Home | Business News | Browse by Publication | H | Health Services Research

Lifestyles, demographics, dietary behavior, and obesity: a switching regression analysis.

Publication: Health Services Research
Publication Date: 01-AUG-09
Format: Online
Delivery: Immediate Online Access
Full Article Title: Lifestyles, demographics, dietary behavior, and obesity: a switching regression analysis.(Report)

Article Excerpt
Obesity has become a major public health issue in developing and developed countries alike. Overweight and obese individuals are at increased risks for a long list of physical ailments, including hypertension (high blood pressure [BP]), hypercholesterolemia (high blood cholesterol), diabetes, coronary heart disease, stroke, cancer, poor reproductive health, and psychological problems such as depression and eating disorders (Stunkard and Wadden 1993, p. 224; National Institutes of Health [NIH] 1998; Jensen et al. 2004; Costa-Font and Gil 2003). Obesity accounts for approximately 365,000 deaths in the United States per year, second only to tobacco use (Mokdad et al. 2005). The total direct and indirect costs attributable to overweight and obesity amounted to US$117 billion in 2000 (U.S. Department of Health and Human Services [USDHHS] 2001). As the then Surgeon General David Satcher noted, these problems, if left unabated, may soon cause as many preventable diseases and deaths as tobacco use (USDHHS 2001).

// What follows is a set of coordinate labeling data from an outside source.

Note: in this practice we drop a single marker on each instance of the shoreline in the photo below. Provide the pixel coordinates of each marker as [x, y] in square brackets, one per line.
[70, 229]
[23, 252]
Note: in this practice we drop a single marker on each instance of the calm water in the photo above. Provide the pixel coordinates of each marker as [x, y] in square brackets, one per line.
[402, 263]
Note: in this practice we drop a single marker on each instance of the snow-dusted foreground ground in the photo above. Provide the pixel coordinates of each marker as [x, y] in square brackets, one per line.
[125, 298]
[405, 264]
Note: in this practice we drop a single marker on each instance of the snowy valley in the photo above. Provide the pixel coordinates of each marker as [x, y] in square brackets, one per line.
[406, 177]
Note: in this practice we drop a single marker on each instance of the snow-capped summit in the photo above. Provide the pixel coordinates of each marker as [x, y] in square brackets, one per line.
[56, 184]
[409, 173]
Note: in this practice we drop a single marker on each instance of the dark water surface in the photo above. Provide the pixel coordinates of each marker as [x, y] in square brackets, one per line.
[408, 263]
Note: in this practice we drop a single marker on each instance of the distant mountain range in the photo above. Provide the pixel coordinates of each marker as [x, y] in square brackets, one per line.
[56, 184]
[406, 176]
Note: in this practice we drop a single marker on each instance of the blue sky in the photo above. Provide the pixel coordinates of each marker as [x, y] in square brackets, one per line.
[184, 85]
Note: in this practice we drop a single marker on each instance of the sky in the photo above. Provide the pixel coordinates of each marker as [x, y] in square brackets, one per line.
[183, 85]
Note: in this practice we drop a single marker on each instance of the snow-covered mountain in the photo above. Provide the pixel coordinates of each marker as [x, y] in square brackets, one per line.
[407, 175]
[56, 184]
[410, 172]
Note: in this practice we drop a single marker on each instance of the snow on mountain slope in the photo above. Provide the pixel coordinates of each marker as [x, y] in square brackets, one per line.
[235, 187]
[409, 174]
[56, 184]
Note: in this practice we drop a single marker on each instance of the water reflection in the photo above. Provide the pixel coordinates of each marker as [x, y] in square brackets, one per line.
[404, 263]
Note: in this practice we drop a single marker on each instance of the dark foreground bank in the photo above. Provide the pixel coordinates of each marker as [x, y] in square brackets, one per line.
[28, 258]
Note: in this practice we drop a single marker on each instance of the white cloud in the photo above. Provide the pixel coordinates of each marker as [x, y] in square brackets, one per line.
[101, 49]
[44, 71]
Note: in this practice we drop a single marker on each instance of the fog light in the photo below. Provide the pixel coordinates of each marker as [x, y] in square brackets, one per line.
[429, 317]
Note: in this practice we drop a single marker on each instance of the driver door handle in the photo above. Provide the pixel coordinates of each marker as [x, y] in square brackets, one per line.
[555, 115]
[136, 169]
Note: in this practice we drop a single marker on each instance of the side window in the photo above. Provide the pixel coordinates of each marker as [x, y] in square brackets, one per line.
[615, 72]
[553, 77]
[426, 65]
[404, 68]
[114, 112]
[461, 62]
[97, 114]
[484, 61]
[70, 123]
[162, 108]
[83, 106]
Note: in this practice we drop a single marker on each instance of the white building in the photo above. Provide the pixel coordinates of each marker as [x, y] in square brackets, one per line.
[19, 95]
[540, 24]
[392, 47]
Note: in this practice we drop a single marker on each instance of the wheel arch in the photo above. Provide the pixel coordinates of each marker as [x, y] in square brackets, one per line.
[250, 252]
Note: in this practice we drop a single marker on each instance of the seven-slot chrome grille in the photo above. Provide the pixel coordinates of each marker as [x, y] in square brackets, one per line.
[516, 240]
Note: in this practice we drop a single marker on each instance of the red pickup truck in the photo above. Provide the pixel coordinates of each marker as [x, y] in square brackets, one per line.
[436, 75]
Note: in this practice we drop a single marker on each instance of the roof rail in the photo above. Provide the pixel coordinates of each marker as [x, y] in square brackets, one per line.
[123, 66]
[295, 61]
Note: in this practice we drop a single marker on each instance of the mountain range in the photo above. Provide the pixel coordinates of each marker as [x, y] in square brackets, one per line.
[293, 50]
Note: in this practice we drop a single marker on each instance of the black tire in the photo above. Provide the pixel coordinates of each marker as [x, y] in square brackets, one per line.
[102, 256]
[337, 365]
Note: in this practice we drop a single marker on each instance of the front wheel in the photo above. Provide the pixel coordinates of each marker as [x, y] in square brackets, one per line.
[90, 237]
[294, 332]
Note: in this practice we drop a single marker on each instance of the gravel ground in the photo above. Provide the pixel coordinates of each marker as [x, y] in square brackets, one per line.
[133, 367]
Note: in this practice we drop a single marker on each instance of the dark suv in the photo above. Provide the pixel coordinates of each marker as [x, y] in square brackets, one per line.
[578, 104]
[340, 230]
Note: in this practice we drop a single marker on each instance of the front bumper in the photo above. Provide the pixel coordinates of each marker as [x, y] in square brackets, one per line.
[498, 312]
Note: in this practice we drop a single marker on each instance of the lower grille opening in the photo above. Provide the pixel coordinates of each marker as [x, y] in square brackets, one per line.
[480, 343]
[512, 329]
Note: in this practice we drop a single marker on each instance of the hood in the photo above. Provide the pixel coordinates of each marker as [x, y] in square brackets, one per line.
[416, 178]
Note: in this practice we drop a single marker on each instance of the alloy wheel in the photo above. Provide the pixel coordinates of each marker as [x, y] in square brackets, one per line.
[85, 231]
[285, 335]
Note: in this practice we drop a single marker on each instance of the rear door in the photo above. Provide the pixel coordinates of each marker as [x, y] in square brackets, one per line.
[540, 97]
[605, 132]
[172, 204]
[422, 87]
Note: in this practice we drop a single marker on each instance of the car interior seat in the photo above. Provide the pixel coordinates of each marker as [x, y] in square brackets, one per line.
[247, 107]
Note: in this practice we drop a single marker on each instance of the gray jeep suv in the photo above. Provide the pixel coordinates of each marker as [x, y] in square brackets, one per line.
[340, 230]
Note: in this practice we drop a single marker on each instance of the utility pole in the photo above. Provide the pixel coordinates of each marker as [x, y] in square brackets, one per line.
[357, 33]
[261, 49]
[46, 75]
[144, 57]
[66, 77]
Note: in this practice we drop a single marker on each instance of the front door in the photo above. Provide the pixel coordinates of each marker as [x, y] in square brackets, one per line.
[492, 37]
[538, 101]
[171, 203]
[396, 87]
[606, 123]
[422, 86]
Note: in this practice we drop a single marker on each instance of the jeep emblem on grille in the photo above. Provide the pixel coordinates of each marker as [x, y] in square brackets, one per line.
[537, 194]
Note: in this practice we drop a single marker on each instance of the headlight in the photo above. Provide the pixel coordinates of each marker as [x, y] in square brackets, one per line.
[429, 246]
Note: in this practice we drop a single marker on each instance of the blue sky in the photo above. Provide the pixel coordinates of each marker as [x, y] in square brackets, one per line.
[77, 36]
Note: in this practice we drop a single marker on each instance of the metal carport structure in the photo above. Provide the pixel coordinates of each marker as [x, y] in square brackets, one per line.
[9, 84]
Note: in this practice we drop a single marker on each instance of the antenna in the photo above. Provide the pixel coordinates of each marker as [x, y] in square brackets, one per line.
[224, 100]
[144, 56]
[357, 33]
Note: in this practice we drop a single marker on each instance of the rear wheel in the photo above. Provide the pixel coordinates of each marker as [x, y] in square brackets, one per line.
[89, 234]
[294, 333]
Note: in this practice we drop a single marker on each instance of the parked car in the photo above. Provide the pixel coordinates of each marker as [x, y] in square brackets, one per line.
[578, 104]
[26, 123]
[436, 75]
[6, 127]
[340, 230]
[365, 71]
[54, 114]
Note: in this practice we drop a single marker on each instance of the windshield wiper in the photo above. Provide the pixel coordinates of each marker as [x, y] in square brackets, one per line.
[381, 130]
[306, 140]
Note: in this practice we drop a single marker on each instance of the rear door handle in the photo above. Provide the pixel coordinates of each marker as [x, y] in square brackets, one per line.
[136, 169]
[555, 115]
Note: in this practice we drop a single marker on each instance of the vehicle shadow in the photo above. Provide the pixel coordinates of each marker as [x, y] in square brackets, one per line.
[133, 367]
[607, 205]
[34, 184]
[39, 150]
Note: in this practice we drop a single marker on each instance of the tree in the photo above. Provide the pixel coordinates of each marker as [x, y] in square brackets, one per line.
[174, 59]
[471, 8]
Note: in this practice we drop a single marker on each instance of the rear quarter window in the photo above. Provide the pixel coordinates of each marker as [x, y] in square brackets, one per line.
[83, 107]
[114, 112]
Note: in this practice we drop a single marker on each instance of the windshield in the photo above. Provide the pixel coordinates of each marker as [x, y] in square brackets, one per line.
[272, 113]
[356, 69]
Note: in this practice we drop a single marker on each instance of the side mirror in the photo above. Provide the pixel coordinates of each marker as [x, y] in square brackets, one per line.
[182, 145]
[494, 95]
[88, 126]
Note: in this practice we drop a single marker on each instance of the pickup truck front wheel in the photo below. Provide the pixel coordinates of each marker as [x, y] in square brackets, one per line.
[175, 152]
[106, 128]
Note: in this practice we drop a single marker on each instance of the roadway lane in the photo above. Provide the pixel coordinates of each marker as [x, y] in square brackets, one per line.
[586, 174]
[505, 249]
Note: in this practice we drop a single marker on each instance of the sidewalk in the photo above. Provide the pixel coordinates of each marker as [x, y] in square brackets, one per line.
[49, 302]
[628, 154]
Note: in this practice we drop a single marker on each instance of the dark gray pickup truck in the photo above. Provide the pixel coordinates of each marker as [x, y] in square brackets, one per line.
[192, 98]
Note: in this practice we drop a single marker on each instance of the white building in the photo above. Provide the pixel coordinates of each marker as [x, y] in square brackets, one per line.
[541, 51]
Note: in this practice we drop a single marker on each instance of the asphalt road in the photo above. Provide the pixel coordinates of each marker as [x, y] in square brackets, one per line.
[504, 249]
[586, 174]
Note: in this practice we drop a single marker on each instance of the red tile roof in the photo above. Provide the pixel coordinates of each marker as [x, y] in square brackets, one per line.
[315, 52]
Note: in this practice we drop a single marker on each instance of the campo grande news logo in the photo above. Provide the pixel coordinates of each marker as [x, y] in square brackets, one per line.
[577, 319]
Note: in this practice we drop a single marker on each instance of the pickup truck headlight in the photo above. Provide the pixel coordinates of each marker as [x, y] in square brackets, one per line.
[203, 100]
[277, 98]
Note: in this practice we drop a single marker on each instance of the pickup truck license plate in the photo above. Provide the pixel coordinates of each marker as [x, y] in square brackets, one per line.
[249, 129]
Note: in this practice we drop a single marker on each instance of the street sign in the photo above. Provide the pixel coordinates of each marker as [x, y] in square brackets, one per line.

Ogden et al. (2002) noted that the prevalence of overweight children in the United States had continued to increase, especially among Mexican American and non-Hispanic black adolescents. Kuchler and Variyam (2003) and Mokdad et al. (2003) confirmed the deleterious effects of an overweight U.S. population. Given the increased prevalence of obesity and mounting evidence of its deleterious health effects, the Surgeon General called upon citizens to work together "in finding solutions to this public health crisis" (USDHHS 2001, p. xiv).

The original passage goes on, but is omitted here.